Sealegs Corporation (NZX:SLG) today announced an unaudited operating profit of $642 thousand for the year ended 31 March 2010. This represents a 174% improvement when compared to the $869 thousand loss in the previous year.
Sealegs CEO, David McKee Wright, says he was elated with the company’s maiden profit result. He said “when you consider the difficult worldwide economic conditions and the destruction within the worldwide marine market, Sealegs has done extremely well. The company’s performance in spite of the economic environment demonstrates the potential of Sealegs in coming years.”
When asked about why the company had performed so well he said the result was attributable to the changes in sales strategy and a reduction in expenses.
Sales strategy during the year was widened and defined to target the amphibious boat opportunity in both the recreational and commercial market segment. Recreational sales continued to perform well, however it was the commercial sector success that validated the new sales strategy.
The focus on commercial sales revealed a significant opportunity in the first responder and rescue market. Worldwide events such as flooding in the Philippines, USA, UK and Malaysia have highlighted a need by governments around the world for a rapid response amphibious rescue vehicle. This opportunity has resulted in excess of $2 million of new revenue from the sale of rescue boats and a twenty fold growth rate.
He went on to say “Sealegs is patented technology which means we do not have any direct competition. Because of this when the company is engaged in a government purchasing cycle we’re assured a strong chance of success.” He said whilst the sales cycles were long and subject to political changes, the strategy was right.

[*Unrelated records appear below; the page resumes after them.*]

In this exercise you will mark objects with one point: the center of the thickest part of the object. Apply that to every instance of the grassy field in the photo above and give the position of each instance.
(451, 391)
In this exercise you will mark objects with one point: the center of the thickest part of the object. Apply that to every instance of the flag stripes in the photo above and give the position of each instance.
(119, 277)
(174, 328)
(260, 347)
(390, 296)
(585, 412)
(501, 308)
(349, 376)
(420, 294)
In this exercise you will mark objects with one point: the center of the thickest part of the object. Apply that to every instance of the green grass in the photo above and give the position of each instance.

The company is currently engaged in sales processes with the Malaysian Ministry of Defence, Malaysian Fire Department, Indian Police Department Royal, Thai Navy and the Bangkok City Council.
Mr McKee Wright said “US Coast Guard compliance and the commercial sales options which include, all wheel drive and extended run time, has made the product well suited for commercial and government application.” He went on to say “as a result of success to date we have engaged in a specific and targeted sales strategy at the thousands of marine enabled fire departments in the US. The results of this effort will take time but it should be significant.”

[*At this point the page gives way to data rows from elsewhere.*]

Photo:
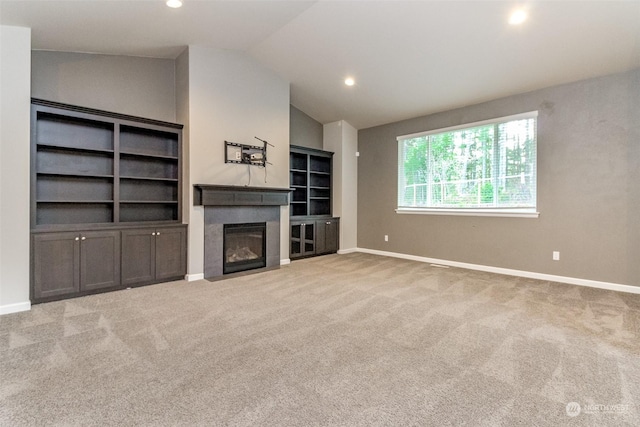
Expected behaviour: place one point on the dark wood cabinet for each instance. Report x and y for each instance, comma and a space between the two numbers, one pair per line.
303, 239
103, 183
327, 235
56, 264
313, 230
153, 254
310, 237
310, 177
72, 263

He also went on to say “the commercial sales strategy sheltered Sealegs from the devastation within the marine market as a result of the economic environment. Where most companies involved in the marine market have seen drastically reduced revenue results and restructuring, Sealegs has been able to grow market sectors and more importantly become profitable.”
In addition to the commercial sales strategies Sealegs reduced its expenses. Operating and cash expenses were reduced 15% or $795 thousand from $5.216 million to $4.421 million and non cash expenses were down 95% or $4.656 million to $235 thousand. The cumulative effect of both these reductions saw expenses reduced by $5,451 thousand and a positive net result of $406 thousand compared to a prior year loss of $5.7 million.

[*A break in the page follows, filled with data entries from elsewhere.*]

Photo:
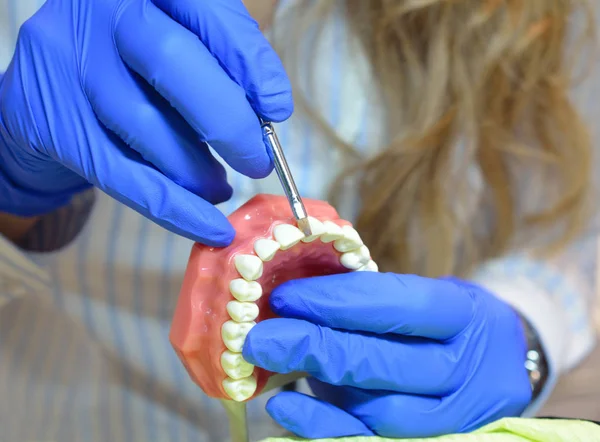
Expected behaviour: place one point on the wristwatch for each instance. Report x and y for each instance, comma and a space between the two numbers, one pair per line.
536, 363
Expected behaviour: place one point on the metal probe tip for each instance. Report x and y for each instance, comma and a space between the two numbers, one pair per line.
285, 177
304, 226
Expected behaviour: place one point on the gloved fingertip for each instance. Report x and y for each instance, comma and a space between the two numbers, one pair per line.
275, 108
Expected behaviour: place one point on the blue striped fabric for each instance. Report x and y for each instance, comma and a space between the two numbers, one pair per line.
84, 350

The net result of $406 thousand was not subject to tax as Sealegs has in excess of $20 million in bought forward tax losses, as at 31 March 2009.
Mr McKee Wright commented on the expense reductions and said “whilst it was difficult to govern the company with reduced resources the benefit from responding to the economic environment is evident in our maiden profit. Now that the company has demonstrated profitability and has a reduced expense base we hope to resume some development projects in order to respond to market demand in the commercial sector.”
Total revenue for the period of $11.4 million, was comparable to the $11.5 million recorded last year. Mr McKee Wright said Sealegs revenue performance was well above the overall marine sector’s performance and demonstrated some very good financial indicators.
Firstly the average unit selling price of the boats improved 3% as a result of government sales and new options targeted at the commercial sector.
Secondly and more importantly gross margin grew from $4.347 million to $5.063 million an increase of $716 thousand. As a percentage of sales, gross margins increased from 37% to 42%. The increase is a direct result of greater in-house manufacturing capability and a consolidation of resources. Sealegs could benefit from further margin improvements through bulk purchasing and offshore production. Both are good options and will be investigated over the course of the coming year.”
The company generated an operating cash flow for the year of $518K. This represented a 152% increase or an improvement of $1.523 million. At balance date the Sealegs had $2.7 million in cash and $1.1 million in receivables.
In April, Sealegs moved to a single manufacturing site to further enhance production efficiencies.
Sealegs Corporation Limited
Results for announcement to the market
Reporting Period Year ended 31 March 2010
Previous Reporting Period Year ended 31 March 2009
Amount (000s) Percentage change
Revenue from ordinary activities NZ$ 11,375 (0.02%)
Profit (loss) from ordinary activities after tax attributable to security holder. NZ$ 407 107%
Net profit (loss) attributable to security holders.
NZ$ 407 107%
Interim/Final Dividend Amount per security Imputed amount per security N/A N/A N/A
Record Date N/A
Dividend Payment Date N/A
Comments: This report is based on un-audited financial statements.